Там, где багряное солнце встаёт,
Песню матрос об Амуре поёт.
Песня летит над широкой рекой,
Льётся песня широко,
Песня широко льётся
И несётся далеко.

Окошко пропало, и Лёша увидел стайку обнаженных девушек. Они забавно прятались друг за дружку и хохотали, просто заливались…
Правая рука Лёши давно уже погрузилась в ширинку, левая контролировала курсор. Собственно, никуда кликать Лёша не собирался, по крайней мере - в ближайшие пять минут, но девицы вдруг перестали смеяться и шмыгнули в полутёмную арку, открывшуюся позади них. Одна из них, кажется, та, которую он увидел первой, поманила его пальчиком.
Лёшу переполняла приятная волна возбуждения, готовая вот-вот выплеснуться наружу, но ей суждено было отступить: на экране осталась только полутёмная арка.
"Вот, блин, западло", – подумал он и вынул руку из расстегнутых штанов. Ему ничего не оставалось, как только кликнуть на эту чертову арку, из которой всё ещё раздавались девичьи хихиканья. Он не особенно удивился, когда на экране появилось квадратное окошко, в котором сухо и по-английски сообщалось:

ЕNTER REGISTRED MEMBERS

Чуть ниже, как понял Лёха, начиналась регистрационная форма:

1. Кто Ваш Бог?
2. Кто Ваш Пророк?
3. Какая у Вас религия?

Эта была какая-то странная регистрационная форма, и Лёха долго тыркался, чтобы понять, в чём тут суть. В итоге, он был очень удивлён, обнаружив, что, по сути, должен стать мусульманином, чтобы получить пропуск в полутёмную арку, из которой всё ещё доносился неприличный шёпот и смешки.
Сама процедура не была сложной, нужно было произнести Формулу Исламского Свидетельства, по - арабски - Шахада.
"Ашхаду алля иляхаилляЛлах ва ашхаду анна Мухаммадан расулюЛлах".
Затем - внести своё имя в специально предназначенную для этого табличку - вот, собственно, и всё. В итоге на экране должна появиться надпись:
“Хвала Всевышнему. Я уже мусульманин”
Лёша внёс в квадратик имя своего босса – Алик Мухамедович Байранов и кликнул на “Хвала Всевышнему. Я хочу стать мусульманином”, но ничего не произошло. Шёпот и хихиканье так и оставались на дальнем плане. Он внёс ещё пару имён своих приятелей: Диму Рошаля и Васю Серёдкина (почему именно их?). Результат - всё тот же.
Каким-то странным образом Лёша понимал, что, пока он не внесёт своего собственного имени и не произнесёт Шахиду, арка для него будет закрыта. Лёша не верил в бога, не исповедовал никаких религий, но он точно знал, что в мире есть логика событий, и в редкие минуты, такие как сейчас, был в состоянии осознать эту логику, причаститься к ней.
Согласно этой логике, ему суждено было сегодня стать мусульманином и кончить на этих девиц.
"Хуй с ним", подумал он, впечатал в бокс своё имя – Кузя Бармотин, закрыл глаза, сосредоточился и довольно громко, как того требовала инструкция, произнёс Шахиду:

"Ашхаду алля иляхаилляЛлах ва ашхаду анна Мухаммадан расулюЛлах".
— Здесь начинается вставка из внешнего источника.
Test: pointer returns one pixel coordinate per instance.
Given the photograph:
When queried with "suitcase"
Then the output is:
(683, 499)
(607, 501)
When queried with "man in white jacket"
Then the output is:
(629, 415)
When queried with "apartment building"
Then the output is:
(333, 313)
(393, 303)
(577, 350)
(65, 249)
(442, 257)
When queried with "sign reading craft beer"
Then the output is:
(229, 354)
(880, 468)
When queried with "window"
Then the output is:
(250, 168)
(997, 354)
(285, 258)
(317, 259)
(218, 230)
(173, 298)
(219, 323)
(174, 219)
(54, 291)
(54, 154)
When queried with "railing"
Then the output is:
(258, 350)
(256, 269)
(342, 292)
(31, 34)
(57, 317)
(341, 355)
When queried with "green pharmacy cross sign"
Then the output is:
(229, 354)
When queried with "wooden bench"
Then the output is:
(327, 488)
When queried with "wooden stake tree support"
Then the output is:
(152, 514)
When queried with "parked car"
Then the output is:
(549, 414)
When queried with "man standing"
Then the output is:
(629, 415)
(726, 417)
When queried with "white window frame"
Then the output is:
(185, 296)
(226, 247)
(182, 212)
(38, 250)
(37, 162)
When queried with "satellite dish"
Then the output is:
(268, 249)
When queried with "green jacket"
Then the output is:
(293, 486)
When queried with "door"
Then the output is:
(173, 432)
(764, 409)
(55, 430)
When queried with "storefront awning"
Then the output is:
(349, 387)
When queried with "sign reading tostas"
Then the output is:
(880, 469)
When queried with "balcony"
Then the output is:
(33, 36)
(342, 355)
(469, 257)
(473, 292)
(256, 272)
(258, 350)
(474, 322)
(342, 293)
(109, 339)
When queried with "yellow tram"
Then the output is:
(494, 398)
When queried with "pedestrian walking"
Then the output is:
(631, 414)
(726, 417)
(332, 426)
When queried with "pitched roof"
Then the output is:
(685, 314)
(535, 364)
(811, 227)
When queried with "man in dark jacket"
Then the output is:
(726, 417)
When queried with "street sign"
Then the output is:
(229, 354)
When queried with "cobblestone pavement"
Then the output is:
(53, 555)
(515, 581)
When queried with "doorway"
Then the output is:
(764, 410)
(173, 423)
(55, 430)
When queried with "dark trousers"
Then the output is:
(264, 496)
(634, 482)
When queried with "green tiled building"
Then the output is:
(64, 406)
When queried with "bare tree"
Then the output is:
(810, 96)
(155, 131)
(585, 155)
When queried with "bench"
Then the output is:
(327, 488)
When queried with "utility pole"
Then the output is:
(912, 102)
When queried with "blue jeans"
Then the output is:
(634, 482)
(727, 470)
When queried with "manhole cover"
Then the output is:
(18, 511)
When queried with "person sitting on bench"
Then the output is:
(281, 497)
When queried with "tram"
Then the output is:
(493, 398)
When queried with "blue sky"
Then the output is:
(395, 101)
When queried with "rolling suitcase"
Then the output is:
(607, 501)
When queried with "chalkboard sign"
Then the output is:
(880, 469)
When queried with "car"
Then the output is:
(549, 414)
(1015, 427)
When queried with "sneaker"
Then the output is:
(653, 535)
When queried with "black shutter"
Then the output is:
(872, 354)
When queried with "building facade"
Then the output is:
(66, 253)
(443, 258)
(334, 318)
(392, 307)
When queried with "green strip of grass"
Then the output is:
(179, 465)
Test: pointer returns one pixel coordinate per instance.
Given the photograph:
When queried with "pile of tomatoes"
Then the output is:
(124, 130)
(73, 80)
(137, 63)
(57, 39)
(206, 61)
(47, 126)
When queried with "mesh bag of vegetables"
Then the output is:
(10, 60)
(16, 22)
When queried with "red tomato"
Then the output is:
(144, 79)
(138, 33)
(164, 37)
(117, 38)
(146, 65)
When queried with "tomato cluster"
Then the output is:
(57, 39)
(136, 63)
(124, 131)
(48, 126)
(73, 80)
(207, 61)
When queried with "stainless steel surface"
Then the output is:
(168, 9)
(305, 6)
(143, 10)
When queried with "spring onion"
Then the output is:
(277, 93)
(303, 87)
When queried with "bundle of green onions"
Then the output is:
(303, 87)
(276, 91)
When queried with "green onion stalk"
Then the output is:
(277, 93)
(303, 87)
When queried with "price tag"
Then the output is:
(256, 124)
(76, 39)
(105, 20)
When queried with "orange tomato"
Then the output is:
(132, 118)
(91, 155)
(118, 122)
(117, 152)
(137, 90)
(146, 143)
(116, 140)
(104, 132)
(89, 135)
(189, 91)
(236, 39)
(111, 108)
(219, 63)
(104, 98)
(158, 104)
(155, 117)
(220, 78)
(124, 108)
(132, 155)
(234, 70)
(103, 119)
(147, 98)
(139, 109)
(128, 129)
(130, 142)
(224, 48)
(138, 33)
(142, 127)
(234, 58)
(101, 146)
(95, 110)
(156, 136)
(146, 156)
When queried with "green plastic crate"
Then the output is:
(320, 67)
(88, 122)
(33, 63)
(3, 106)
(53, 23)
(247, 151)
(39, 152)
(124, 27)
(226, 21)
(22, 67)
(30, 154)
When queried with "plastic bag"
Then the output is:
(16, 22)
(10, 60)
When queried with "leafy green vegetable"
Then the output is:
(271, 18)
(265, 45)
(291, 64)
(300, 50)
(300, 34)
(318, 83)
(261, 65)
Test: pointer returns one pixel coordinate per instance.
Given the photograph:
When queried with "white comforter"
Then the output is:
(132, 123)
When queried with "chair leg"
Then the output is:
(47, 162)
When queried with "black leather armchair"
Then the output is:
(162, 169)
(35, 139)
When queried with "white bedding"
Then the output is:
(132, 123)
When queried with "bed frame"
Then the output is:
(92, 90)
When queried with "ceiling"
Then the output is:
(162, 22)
Девичий шопот тут же замер, несколько секунд было очень тихо, и, когда Лёша открыл глаза, на экране золотыми буквами по зелёному полю светилось поздравление:

Дорогой Кузя Бармотин!
Пусть мы не видим тебя, но для всех мусульман ты стал очень близким и дорогим человеком. Ведь в Будущей жизни, в Раю Творца всего сущего, мусульмане будут роднее друг другу, чем кровные братья в этой проходящей жизни.
Мы поздравляем тебя с этим важнейшим событием твоей жизни. Только влагодаря этому Всемилостивый Аллах даровал тебе вечный Рай. Воистину, тот, кто в результате духовного поиска пришел к вере в Аллаха, отмечен особой любовью своего Господа. Со слов Посланника Аллаха, лучшего из творений Всевышнего Бога, (да благословит его Аллах и приветствует) мы знаем, что Всевышний прощает тебе все прежние грехи. Тебя ждёт большая награда и вечное блаженство вблизи Всемогущего Создателя. В Судный день мы будем свидетельствовать, что ты был истинно верующим.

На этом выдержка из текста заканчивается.